Pharmaceutical companies sometimes charge so much for cancer drugs that even insured patients cannot afford their 20 percent co-payments—on what can be $100,000/year medicines. Sometimes, in order to pay for cancer drugs, patients stop taking other vital drugs, or cut back on food. This is a major concern for Hagop Kantarjian, Chief of Leukemia and full professor at the MD Anderson Cancer Center in Houston, Texas.
In a remarkable campaign, Kantarjian recruited over 100 cancer specialists to describe how exorbitant prices keep them from giving good clinical care because their patients cannot afford to take their medicines. The New York Times made this front-page news.
The synergies of being at the Safra Center include calls or emails out of the blue from creative and productive people, like Kantarjian, who asked if we could “write something together.” We talked about medicine’s mission to help and heal those who are ill, injured, or at serious risk. Pharmaceutical companies also embrace this goal in their mission statements. Yet their pricing of cancer and other specialty drugs undermines that mission. We explain how in a new policy analysis, published in CANCER and titled “Market Spiral Pricing of Cancer Drugs.”
Our policy analysis points out that drug companies keep raising the prices on even older cancer drugs, by an average of 20-25 percent a year, up to ten times the rate of inflation—and then setting the prices of new drugs above that ever-spiraling baseline for older drugs. We call this the “market spiral pricing strategy” of pharmaceutical companies. It undermines the mission of medicine and harms patients.
Prices are doubling every five years. Yet most new cancer drugs offer few advantages over older ones. Thus pricing cannot be based on added value, as companies and their allies claim. Nor, we show, can it be based on recovering the inflated estimates of companies’ research costs, especially given the free ride they get from publicly funded research and taxpayer subsidies. We conclude that net, median research costs for companies are about one-tenth the amount they claim. Marcia Angell made a similar analysis in her famous book, as did Public Citizen, a consumer advocacy organization, in a 2001 policy paper.
Companies are developing hundreds of new drugs for cancer and other life-threatening diseases, because they arranged a provision that prevents Medicare from negotiating volume discount prices and requires it to pay whatever the companies decide to charge. The popular misconception that high-priced medicines must be highly effective keeps companies prospecting for cancer-drug gold. Most of the drugs they develop, however, fail to meet the minimal criteria for FDA approval, but even those approved are usually little or no better than existing drugs. This reflects FDA policy and criteria, as explained in a recent overview in the Safra special issue of the Journal of Law, Medicine and Ethics. Cancer drugs are also unusually toxic, making patients suffer miserably. That might be worthwhile if the new drugs reduced mortality, but they usually do not.

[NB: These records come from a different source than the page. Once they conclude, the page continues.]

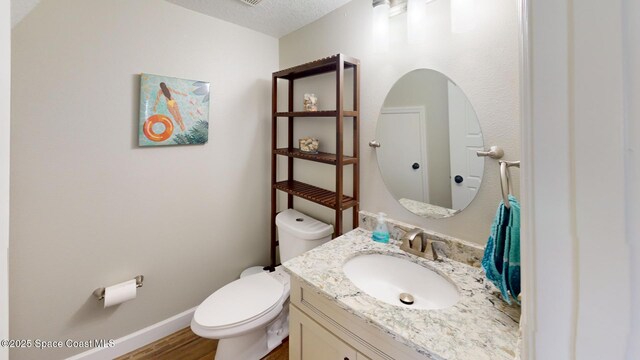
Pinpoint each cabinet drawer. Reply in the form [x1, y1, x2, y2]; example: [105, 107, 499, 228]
[289, 306, 369, 360]
[291, 276, 436, 360]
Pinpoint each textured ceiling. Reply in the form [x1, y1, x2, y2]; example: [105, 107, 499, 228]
[164, 0, 351, 38]
[11, 0, 351, 38]
[11, 0, 40, 27]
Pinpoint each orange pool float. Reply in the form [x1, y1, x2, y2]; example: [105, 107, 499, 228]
[142, 114, 173, 142]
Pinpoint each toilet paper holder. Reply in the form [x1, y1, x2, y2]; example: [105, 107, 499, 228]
[93, 275, 144, 301]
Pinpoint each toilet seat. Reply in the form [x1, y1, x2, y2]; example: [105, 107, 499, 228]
[191, 273, 289, 338]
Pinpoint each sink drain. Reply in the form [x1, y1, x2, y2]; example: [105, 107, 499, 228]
[400, 293, 414, 305]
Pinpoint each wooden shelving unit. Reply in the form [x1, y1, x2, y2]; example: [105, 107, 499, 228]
[271, 54, 360, 265]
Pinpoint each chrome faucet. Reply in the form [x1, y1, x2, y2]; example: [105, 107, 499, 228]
[400, 229, 444, 260]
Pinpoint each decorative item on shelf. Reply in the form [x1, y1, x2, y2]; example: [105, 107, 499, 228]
[304, 94, 318, 111]
[298, 137, 320, 154]
[138, 74, 209, 146]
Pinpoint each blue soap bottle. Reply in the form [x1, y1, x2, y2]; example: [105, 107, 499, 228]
[371, 213, 389, 244]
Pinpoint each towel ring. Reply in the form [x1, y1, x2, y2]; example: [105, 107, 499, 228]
[499, 160, 520, 209]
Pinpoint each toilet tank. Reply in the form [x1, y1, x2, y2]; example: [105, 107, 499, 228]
[276, 209, 333, 262]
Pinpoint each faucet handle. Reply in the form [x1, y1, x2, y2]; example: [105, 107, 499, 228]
[422, 236, 445, 261]
[402, 229, 422, 251]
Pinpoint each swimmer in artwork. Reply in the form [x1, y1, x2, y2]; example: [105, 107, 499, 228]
[153, 82, 187, 131]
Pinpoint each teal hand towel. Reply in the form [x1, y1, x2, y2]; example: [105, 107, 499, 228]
[503, 195, 520, 303]
[482, 201, 511, 303]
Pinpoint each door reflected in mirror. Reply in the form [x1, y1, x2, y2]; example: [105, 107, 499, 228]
[376, 69, 484, 218]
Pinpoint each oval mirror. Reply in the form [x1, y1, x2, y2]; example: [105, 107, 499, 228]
[376, 69, 484, 219]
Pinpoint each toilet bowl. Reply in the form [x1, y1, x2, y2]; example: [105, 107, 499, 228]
[191, 209, 333, 360]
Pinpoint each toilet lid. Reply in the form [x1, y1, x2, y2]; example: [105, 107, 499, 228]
[193, 273, 284, 328]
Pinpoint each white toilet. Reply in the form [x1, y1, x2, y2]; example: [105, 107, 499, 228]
[191, 209, 333, 360]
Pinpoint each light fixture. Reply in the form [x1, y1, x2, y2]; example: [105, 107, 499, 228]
[407, 0, 429, 44]
[451, 0, 476, 33]
[372, 0, 391, 53]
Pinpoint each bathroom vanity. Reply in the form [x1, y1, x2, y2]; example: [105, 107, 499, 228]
[283, 224, 520, 360]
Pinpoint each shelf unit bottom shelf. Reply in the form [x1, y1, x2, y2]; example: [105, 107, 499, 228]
[273, 180, 358, 210]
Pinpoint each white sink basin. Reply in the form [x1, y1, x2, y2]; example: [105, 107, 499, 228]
[342, 254, 460, 309]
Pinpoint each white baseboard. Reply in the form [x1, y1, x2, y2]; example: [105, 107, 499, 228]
[66, 307, 196, 360]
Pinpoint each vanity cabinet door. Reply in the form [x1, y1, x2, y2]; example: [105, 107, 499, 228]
[289, 306, 367, 360]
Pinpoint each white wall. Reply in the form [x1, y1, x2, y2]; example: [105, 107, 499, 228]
[523, 0, 640, 360]
[0, 0, 11, 360]
[280, 0, 520, 244]
[8, 0, 278, 360]
[622, 0, 640, 359]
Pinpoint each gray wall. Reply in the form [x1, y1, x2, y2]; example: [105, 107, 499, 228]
[280, 0, 520, 244]
[8, 0, 278, 359]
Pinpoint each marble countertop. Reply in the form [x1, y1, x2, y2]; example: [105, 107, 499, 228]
[283, 228, 520, 360]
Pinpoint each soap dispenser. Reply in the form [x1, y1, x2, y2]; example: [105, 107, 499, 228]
[371, 213, 389, 244]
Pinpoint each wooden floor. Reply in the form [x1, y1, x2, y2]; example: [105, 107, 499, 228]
[116, 327, 289, 360]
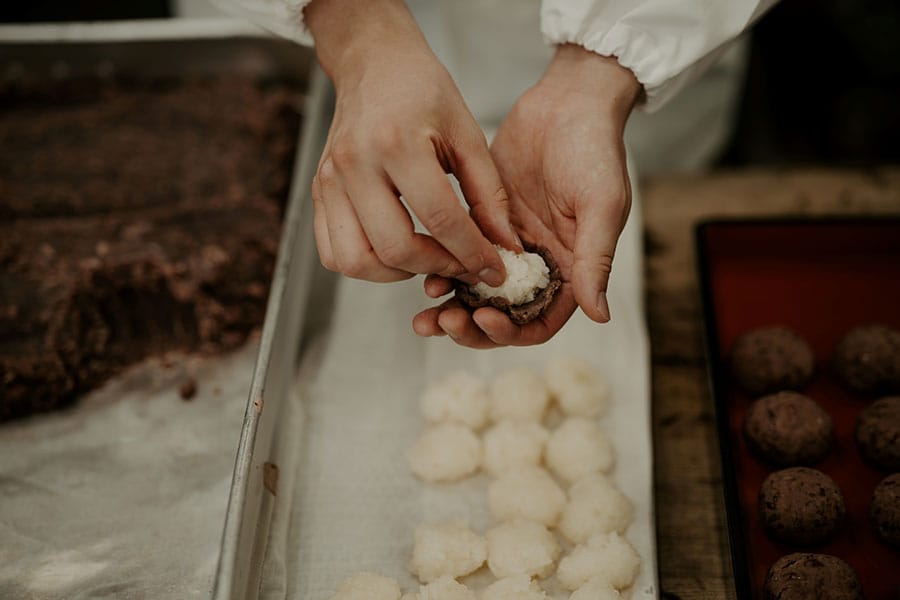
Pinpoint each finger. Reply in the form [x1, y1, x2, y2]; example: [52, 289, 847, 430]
[413, 304, 447, 337]
[319, 160, 413, 282]
[312, 177, 337, 271]
[341, 162, 465, 277]
[438, 299, 500, 350]
[424, 275, 453, 298]
[454, 130, 523, 252]
[388, 148, 506, 286]
[572, 188, 628, 323]
[472, 286, 576, 346]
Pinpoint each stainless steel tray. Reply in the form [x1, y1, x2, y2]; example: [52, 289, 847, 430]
[0, 19, 329, 598]
[213, 69, 333, 600]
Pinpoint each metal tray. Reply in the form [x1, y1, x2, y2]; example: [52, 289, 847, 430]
[213, 69, 333, 600]
[0, 19, 329, 598]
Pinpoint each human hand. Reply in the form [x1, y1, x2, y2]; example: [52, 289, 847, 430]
[413, 45, 640, 348]
[305, 0, 521, 285]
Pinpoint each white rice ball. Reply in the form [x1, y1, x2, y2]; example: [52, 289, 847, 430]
[481, 575, 547, 600]
[418, 575, 478, 600]
[422, 371, 488, 430]
[484, 421, 549, 475]
[487, 520, 562, 579]
[545, 417, 614, 483]
[489, 367, 550, 421]
[569, 577, 622, 600]
[488, 467, 566, 527]
[409, 521, 487, 583]
[331, 572, 400, 600]
[556, 533, 641, 590]
[544, 358, 610, 417]
[559, 474, 634, 544]
[406, 423, 482, 482]
[470, 245, 550, 305]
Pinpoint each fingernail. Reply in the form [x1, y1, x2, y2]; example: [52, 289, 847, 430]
[478, 267, 505, 287]
[509, 224, 525, 251]
[597, 291, 610, 322]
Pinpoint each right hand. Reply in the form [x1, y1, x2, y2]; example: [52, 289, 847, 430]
[305, 0, 521, 286]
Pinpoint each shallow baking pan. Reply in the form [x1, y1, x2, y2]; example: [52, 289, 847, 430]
[696, 218, 900, 600]
[0, 19, 322, 598]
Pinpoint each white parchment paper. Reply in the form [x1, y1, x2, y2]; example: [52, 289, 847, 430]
[261, 191, 657, 600]
[0, 342, 258, 600]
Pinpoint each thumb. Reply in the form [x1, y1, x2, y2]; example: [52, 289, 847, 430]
[572, 193, 630, 323]
[454, 130, 523, 252]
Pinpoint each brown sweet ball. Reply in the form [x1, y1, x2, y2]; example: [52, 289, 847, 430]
[832, 325, 900, 394]
[869, 473, 900, 548]
[454, 244, 562, 325]
[744, 392, 834, 467]
[731, 327, 814, 396]
[854, 396, 900, 471]
[764, 552, 863, 600]
[759, 467, 847, 546]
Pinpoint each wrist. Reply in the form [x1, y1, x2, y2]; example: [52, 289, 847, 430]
[304, 0, 427, 87]
[538, 44, 643, 125]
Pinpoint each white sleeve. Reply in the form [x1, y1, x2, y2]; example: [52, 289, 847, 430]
[212, 0, 313, 46]
[541, 0, 777, 112]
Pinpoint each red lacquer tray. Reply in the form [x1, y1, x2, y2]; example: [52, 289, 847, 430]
[697, 217, 900, 600]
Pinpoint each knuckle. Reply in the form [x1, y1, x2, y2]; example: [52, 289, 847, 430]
[328, 143, 360, 172]
[372, 124, 406, 156]
[375, 237, 414, 269]
[422, 204, 460, 237]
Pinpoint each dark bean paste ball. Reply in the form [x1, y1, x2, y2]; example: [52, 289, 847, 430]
[744, 392, 834, 467]
[832, 325, 900, 394]
[869, 473, 900, 549]
[731, 327, 814, 396]
[855, 396, 900, 471]
[759, 467, 847, 546]
[765, 553, 863, 600]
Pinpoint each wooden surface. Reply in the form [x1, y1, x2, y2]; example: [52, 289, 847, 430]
[641, 167, 900, 600]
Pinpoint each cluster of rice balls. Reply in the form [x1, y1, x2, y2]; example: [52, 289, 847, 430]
[332, 358, 640, 600]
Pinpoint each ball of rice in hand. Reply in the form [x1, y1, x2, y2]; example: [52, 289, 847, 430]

Drug companies also use gross profits in at least four ways to bias market forces. First, they fund and “educate” patient groups so that they act as pressure groups that make it difficult for insurers or other payers to object to prices of $100,000 and up. Second, they retain leading experts who get new drugs into clinical guidelines that insurers and Medicare have to observe. In these ways, they have the payers surrounded. Third, they retain leading specialists to promote their new drugs. Fourth and finally, they fund large clinical trials that have no scientific goal, but pay hundreds of specialists, as members of the “research team,” to recruit and monitor their patients as “subjects.” These are known as “seeding trials” because they seed the market and sprout more sales. Unlike many countries, the US lacks an official, arms-length evaluator that would assess the added clinical value of new drugs. In other affluent countries with advanced health care, insurers work with government to negotiate prices for cancer drugs and pay about one third of US prices. The American “free market” is a free market of high prices and misinformation, protected by government regulations and laws, in a sellers’ market which FDA practices promote. Then US insurance companies “control the cost of cancer drugs” by passing on 20 percent to patients in the form of a co-payment. Co-payments are dis-insurance, an insurer’s cop-out for not bargaining for an affordable price. Sick patients become impoverished, a unique American set of practices that serve special interests and contribute to about half the personal bankruptcies in the United States. Perhaps “market spiral pricing” will get the attention it deserves.
Acknowledgements: I am grateful to Jonathan Darrow for his critical reading and valuable comments on earlier drafts of this blog.